Korean name
- Hangul: 부전호반역
- Hanja: 赴戦湖畔驛
- Revised Romanization: Bujeonhoban-yeok
- McCune–Reischauer: Pujŏnhoban-yŏk

General information
- Location: Pujŏn'gowŏn, Hobal-lodongjagu, Pujŏn County South Hamgyŏng North Korea
- Coordinates: 40°32′52″N 127°34′11″E﻿ / ﻿40.5477°N 127.5696°E
- Owner: Korean State Railway
- Platforms: 1
- Tracks: 2

History
- Opened: 10 September 1932
- Original company: Sinhŭng Railway

Services
| Preceding station | Korean State Railway |  |  | Following station |
| Terminus |  | Sinhŭng Line (762 mm) |  | Toan towards Sinhŭng |

Location

= Pujonhoban station =

Railway station in North Korea

Pujŏnhoban station is a railway station in Pujŏn'gowŏn, Hobal-lodongjagu, Pujŏn County, South Hamgyŏng province, North Korea.

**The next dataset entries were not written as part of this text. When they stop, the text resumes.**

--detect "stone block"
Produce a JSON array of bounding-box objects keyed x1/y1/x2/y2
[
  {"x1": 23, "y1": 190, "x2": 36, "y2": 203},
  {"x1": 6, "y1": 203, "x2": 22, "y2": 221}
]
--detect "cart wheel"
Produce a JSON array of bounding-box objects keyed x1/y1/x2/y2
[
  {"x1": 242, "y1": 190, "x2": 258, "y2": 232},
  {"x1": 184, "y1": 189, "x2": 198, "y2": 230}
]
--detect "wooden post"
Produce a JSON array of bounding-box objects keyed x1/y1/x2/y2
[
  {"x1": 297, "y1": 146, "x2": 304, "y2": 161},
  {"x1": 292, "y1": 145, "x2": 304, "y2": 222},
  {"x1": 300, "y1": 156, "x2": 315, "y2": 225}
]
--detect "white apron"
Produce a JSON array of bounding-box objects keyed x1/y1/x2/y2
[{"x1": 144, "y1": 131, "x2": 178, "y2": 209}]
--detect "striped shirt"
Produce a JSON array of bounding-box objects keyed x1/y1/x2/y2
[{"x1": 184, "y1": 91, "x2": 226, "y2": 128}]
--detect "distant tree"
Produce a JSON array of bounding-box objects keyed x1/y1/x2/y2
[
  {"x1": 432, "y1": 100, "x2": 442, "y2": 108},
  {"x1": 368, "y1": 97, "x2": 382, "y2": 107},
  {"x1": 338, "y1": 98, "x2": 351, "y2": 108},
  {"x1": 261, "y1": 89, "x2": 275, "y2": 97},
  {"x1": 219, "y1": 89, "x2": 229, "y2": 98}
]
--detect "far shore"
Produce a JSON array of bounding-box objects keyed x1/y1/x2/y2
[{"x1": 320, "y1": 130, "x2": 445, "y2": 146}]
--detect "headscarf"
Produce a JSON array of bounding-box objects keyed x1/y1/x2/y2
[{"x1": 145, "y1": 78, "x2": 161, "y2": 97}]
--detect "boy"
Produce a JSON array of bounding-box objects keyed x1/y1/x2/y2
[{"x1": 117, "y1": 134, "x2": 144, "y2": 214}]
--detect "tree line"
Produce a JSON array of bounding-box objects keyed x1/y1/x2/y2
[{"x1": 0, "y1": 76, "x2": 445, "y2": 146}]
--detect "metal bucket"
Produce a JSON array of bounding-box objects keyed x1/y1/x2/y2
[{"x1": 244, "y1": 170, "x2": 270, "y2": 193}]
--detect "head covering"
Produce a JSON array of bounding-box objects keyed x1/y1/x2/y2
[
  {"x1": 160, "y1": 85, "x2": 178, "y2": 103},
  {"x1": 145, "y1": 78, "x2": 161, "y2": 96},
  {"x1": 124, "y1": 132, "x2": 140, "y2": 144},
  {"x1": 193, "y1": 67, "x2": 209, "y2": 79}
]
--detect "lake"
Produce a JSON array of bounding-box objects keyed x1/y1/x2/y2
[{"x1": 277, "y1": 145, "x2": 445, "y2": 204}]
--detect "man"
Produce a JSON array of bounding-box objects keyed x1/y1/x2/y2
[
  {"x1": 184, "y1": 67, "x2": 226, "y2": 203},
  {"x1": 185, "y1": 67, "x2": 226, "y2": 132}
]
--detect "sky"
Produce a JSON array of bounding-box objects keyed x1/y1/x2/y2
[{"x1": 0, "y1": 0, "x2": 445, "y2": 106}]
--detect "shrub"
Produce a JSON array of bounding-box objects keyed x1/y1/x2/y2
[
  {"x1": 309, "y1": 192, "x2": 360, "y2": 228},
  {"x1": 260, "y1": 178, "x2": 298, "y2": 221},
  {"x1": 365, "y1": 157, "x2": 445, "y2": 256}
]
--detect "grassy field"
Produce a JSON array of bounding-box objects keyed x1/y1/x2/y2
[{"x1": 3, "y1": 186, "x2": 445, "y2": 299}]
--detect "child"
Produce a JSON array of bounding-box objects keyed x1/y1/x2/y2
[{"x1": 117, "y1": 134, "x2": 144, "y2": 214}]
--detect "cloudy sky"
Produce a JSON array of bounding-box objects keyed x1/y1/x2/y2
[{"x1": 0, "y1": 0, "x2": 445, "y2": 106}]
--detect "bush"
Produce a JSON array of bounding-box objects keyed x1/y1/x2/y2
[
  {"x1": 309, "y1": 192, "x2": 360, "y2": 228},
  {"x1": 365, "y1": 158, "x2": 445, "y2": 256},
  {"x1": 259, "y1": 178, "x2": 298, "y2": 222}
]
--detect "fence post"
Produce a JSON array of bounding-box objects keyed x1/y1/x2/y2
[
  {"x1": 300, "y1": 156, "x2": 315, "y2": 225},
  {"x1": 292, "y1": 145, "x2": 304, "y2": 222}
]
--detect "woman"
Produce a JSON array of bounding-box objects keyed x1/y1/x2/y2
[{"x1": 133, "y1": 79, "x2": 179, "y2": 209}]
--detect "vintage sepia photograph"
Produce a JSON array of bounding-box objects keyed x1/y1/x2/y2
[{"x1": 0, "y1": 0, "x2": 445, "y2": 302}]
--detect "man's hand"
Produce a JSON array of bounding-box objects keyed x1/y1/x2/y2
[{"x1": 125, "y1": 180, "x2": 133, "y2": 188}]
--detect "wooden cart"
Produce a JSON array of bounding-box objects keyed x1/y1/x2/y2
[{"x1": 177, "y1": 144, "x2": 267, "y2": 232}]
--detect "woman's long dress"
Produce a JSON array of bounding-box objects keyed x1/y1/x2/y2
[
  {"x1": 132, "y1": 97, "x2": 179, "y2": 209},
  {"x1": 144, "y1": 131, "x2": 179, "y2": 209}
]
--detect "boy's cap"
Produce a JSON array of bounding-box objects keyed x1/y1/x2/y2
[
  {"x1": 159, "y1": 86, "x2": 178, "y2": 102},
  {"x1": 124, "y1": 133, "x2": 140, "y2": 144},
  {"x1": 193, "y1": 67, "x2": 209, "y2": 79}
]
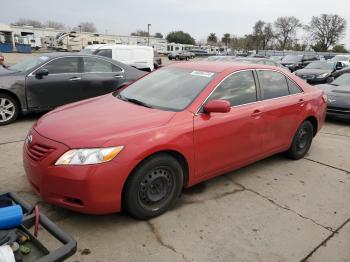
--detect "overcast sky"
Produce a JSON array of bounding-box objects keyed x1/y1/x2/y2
[{"x1": 0, "y1": 0, "x2": 350, "y2": 47}]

It is the terminus of the (narrow gauge) Sinhŭng Line of the Korean State Railway.

== History ==
The station was opened on 10 September 1932 by the Sinhŭng Railway as part of the 31.6 km second section of its Songhŭng Line between Hamnam Songhŭng and here. The Sinhŭng Railway was bought and absorbed by the Chosen Railway on 22 April 1938.